Mobile Mini (MINI) has had to deal with plenty of adversity in the industries it serves, and that has taken its toll on the company's own business prospects. Although its storage solutions business has applications for customers throughout the economy, Mobile Mini's tank and pump division primarily serves the energy industry. 2017's decline in crude oil prices has once again hurt the companies that most need Mobile Mini's services in that arena.
Coming into Friday's second-quarter financial report, Mobile Mini investors were hopeful that the company would at least be able to produce minimal growth from year-ago levels. Revenue numbers were fairly encouraging, but a decline on the bottom line on an adjusted basis showed some of the difficulties that the company continued to face. Let's look more closely at Mobile Mini and what its latest results mean for the storage specialist.
Mobile Mini's bottom line looks a bit less energetic
Mobile Mini's second-quarter results were mixed in most investors' eyes. Total revenue picked up almost 3% to $126.7 million, which was slightly better than the 2% growth that most of those following the stock had expected. GAAP net income more than doubled, but adjusted net income was down 7% to $10.4 million. The resulting $0.24 per share in adjusted earnings fell short of the consensus forecast among investors for $0.26 per share.
Looking more closely at Mobile Mini's results, business trends from past quarters generally continued. Outright sales of units climbed at an impressive 24% rate, but revenue from rentals was up just 1% from where they were a year ago.
Mobile Mini's segment performance also remained similar to what we've seen recently. The storage solutions business enjoyed a 3.5% rise in segment revenue, coming from a good mix of rental and sales activity despite currency-related headwinds. Activations in the segment climbed 12%, helping Mobile Mini hit an all-time high on that metric for the quarter. Average units rented climbed by between 4% and 5%, and the company was able to boost rental rates by nearly 3% compared to last year's levels. Operating income inched higher by less than 1%.
The tank and pump solutions segment didn't do as well for Mobile Mini. Revenue dropped by 1%, and a large increase in overhead costs almost wiped out operating income from the segment. Mobile Mini pointed out the sequential improvement from the first quarter, noting that increased project work helped to support tank and pump solutions during the quarter.
Operationally, Mobile Mini saw store counts fall by three, but rental fleet units moved higher slightly. Average utilization figures improved by about a percentage point for both parts of the business, building optimism for the future.
What's next for Mobile Mini?
CEO Erik Olsson was happy with the company's ability to stay strong even in tough conditions. "Our sales approach and commitment to world-class customer service continue to drive revenue growth [in storage solutions]," Olsson said, and "our outlook for Tank & Pump remains positive for the rest of 2017, although both market fluctuations and the timing of our customers' projects introduce variability into year-over-year comparisons."

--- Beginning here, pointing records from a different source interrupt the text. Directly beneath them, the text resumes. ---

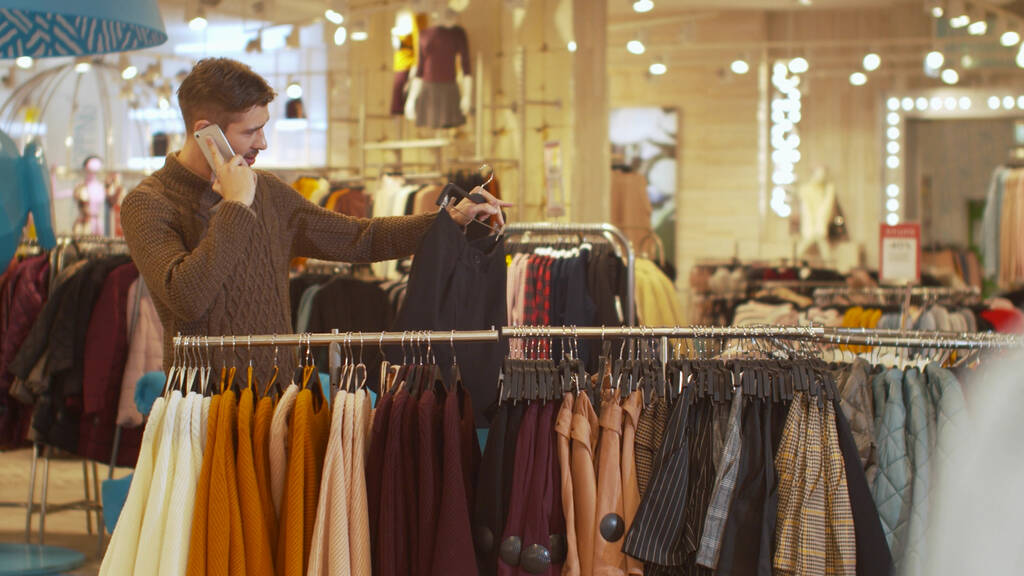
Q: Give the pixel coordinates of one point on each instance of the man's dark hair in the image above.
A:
(218, 89)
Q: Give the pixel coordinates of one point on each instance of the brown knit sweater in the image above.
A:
(218, 268)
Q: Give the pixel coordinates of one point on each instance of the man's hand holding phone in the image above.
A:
(233, 180)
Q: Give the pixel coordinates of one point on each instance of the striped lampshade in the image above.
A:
(69, 28)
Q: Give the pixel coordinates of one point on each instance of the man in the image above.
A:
(214, 245)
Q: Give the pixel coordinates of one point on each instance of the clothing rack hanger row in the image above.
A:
(915, 291)
(822, 334)
(604, 229)
(858, 336)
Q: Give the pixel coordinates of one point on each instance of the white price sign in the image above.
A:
(900, 253)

Mobile Mini also remains committed to treating its shareholders well by returning capital through quarterly dividends. The company sustained its current dividend, which amounts to a 3% yield. Even though Mobile Mini's payout ratio is relatively high, income investors are still optimistic that the company can continue its streak of 10% increases in quarterly payouts when it next considers higher dividends in early 2018.
Mobile Mini shareholders took the earnings news in stride and focused on the more optimistic aspects of the report, and the stock jumped 6% in the opening minutes of morning trading following the announcement. Even though the company would like the energy industry to rebound so its tank and pump division can return to more normal levels of activity and pursue growth opportunities, Mobile Mini remains confident in its long-term approach toward boosting its entire business, and investors appear to believe that the best is yet to come for the storage specialist going forward.